Although Marie had not seen Jean-Alexi again after the beach encounter, she had heard talk of him through the village gossip. From small-time criminal and drug dealer in the village, he had been recruited by the local Macoutes to turn his attention from cruelty to things to cruelty toward men. He “disappeared” some of the men who were making trouble for local politicians collecting taxes. For his appetite for ruthlessness, he was rewarded with a Jeep, an Uzi, and a few acres of land. These he quickly converted to cash to buy drugs, doubling his wealth. At about the time Maman was murdered, Jean-Alexi was on his way to the capital to continue seeking his dark fortune. Unlike Marie a few years later, he did not go empty-handed or without connections.

Madame Zo, Madame Bones, the woman Tante sold her to, was impatient as she met the tap tap . “You are late, stupid girl.” It was dark already, the noise and crowds of Port-au-Prince overwhelming to a girl from the country.

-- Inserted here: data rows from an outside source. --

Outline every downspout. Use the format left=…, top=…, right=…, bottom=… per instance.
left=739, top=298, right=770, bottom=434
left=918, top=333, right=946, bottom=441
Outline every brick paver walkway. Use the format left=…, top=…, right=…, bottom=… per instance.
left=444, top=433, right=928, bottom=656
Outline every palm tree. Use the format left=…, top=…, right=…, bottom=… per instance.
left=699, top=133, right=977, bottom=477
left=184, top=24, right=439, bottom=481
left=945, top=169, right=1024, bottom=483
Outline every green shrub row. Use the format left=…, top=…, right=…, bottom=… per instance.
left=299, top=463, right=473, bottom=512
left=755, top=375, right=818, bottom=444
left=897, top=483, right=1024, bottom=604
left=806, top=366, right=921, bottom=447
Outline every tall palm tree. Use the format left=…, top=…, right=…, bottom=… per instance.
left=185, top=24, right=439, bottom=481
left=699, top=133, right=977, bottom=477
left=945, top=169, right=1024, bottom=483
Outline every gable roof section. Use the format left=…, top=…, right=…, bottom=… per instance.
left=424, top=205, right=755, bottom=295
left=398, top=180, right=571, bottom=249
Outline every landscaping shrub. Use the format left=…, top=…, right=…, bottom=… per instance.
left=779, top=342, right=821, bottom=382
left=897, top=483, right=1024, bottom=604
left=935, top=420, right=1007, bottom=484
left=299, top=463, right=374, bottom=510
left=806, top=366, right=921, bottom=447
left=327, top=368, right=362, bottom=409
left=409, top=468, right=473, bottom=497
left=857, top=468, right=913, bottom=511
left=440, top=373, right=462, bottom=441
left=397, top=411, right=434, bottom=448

But Marie remembered the happy stories Maman had told her of her younger days there — could life get any worse than it had been in the countryside?

Madame Zo walked her to the edge of the park, what she later learned was the Champs de Mars. “Get in a few customers before we go home.” Marie was dirty, hungry, and tired. The walkways around the grass and trees were crowded by the dark shapes of other girls, and each time a man passed by, voices moaned and pleaded. Marie hung back against a building, her sack of belongings clutched over her chest, till Madame Zo found her. “Nothing? Too much to hope for.”

She held on to Marie’s hand and marched her through the nightmare of La Saline. Marie had never imagined such a way of living because, although they had been poor, there had always been space; here there was none. They wound their way through a maze of narrow, dirty passageways, a chaos of noises and smells, and all she could think was how she would escape. Sanity would be when she was back in open spaces, back under her sacred trees. They came to a rusted-iron, padlocked gate. The house was built of plyboard, supported by leaning on its neighbors; the roof was corrugated iron that in the rain dripped puddles of orange rust. In the alleyway, a dozen girls lounged on low plastic stools in various states of undress. A few listened to calypso on the radio, a few played dominoes. None of them bothered to look up at Marie’s arrival.

“You don’t work here — you do your business in the park. This is home,” Madame Zo said.

Some of the girls snickered. Home was the size of a large closet, and thirty to forty girls were to call it their place of living. No matter where Marie rested, she pressed against other bodies. At night they slept dòmi kampe, what they called stand-up sleep. The first girl in rested against the wall, padding her cheek with an arm or a piece of clothing. The next girl came and rested against her, so on and so on, until the last packed herself against the opposite wall, sometimes seven or eight bodies thick. When they were in tight enough, one could relax, held up by others, and not fall down. At first the contact repulsed Marie, used to the luxury of space in the village, but after a while her insides grew so lonely, the contact comforted. It didn’t much matter which girls she leaned against, they were all sisters in misfortune.